To avoid being eaten, this creature rides eternal, shiny and chrome.  Incubating inside this mirrored palace is Mechanitis polymnia, the orange-spotted tiger clearwing. And while it might seem that such flashy dwellings would leave this animal prone to predation, the opposite is true.

Butterfly pupae are easy targets: defenceless protein sausages that are too busy scrambling and rearranging their insides to fend off would-be predators. It forces them to conceal their identities in order to survive this dangerous life stage – and polymnia relies on light-bending to do the trick.

“They are actually very hard to see in nature, given the way all the colours are reflected,” explains Dr Keith Willmott, one of the world’s leading tropical butterfly experts.

The tactic works a charm, and is actually shared by species in several other groups, like milkweed butterflies (genus Danaidae) and those in the genus Tithorea.



Contrary to some comments online, these structures don’t contain metal particles; they’re made of chitin, the same substance that gives insects like jewel beetles their shine and turns the sea mouse into a rainbow-coloured, fibre-optic lamp.

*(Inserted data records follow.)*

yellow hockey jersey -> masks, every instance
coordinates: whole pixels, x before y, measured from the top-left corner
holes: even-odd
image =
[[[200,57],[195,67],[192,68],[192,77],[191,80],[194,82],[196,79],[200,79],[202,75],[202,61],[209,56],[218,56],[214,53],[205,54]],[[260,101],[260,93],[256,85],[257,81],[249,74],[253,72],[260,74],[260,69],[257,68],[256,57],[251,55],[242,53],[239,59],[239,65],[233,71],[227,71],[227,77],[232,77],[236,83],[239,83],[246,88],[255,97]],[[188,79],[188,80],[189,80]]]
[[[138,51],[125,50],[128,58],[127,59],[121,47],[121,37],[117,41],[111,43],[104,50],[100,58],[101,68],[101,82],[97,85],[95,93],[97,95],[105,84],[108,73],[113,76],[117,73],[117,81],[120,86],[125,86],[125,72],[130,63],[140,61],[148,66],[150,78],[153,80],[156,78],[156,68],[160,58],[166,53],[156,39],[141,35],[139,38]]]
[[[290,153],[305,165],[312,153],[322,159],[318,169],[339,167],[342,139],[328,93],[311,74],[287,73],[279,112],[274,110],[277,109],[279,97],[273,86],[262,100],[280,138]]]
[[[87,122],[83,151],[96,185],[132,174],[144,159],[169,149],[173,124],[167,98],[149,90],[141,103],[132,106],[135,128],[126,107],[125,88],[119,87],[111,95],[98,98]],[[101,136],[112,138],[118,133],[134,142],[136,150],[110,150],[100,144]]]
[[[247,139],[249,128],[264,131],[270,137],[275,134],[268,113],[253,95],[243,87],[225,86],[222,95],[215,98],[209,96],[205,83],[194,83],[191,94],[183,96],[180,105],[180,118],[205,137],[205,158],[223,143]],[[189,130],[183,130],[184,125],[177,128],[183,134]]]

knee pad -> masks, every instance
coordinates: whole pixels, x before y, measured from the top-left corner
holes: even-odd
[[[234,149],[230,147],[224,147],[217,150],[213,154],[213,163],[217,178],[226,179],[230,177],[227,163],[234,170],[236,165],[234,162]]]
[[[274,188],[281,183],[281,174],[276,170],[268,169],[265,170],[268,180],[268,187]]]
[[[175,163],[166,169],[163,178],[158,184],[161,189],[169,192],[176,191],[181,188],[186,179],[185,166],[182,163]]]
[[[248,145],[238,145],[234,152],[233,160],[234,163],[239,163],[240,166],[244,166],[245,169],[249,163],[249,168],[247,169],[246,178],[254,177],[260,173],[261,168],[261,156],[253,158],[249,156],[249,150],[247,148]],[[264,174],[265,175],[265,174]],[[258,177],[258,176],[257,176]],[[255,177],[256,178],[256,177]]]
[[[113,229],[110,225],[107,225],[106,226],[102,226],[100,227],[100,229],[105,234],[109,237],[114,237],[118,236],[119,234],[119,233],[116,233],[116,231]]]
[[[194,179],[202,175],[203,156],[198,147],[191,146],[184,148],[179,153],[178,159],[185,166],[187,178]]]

But that’s not the only fallacy about these animals floating around the web. A quick Google search will tell you that the empty chrysalises were once used as currency. It’s tempting to conjure up the scenario: baskets filled to the brim with sparkling caterpillar cases and ancient peoples combing the undergrowth for the rainforest’s doubloons. We humans certainly love our shiny things, but after speaking with half a dozen butterfly specialists, it looks like there’s no truth to this historical nugget.

For starters, empty (or “dead”) pupae are extremely fragile, so the idea that they would hold up long enough for currency exchange is farfetched. And there’s another problem, too.



“The butterflies are only in the pupal stage for around a week, depending on the species,” explains Dr Ryan Hill, who reared Mechanitis butterflies for his research in Ecuador. “Afterward, they lose the metallic colour.”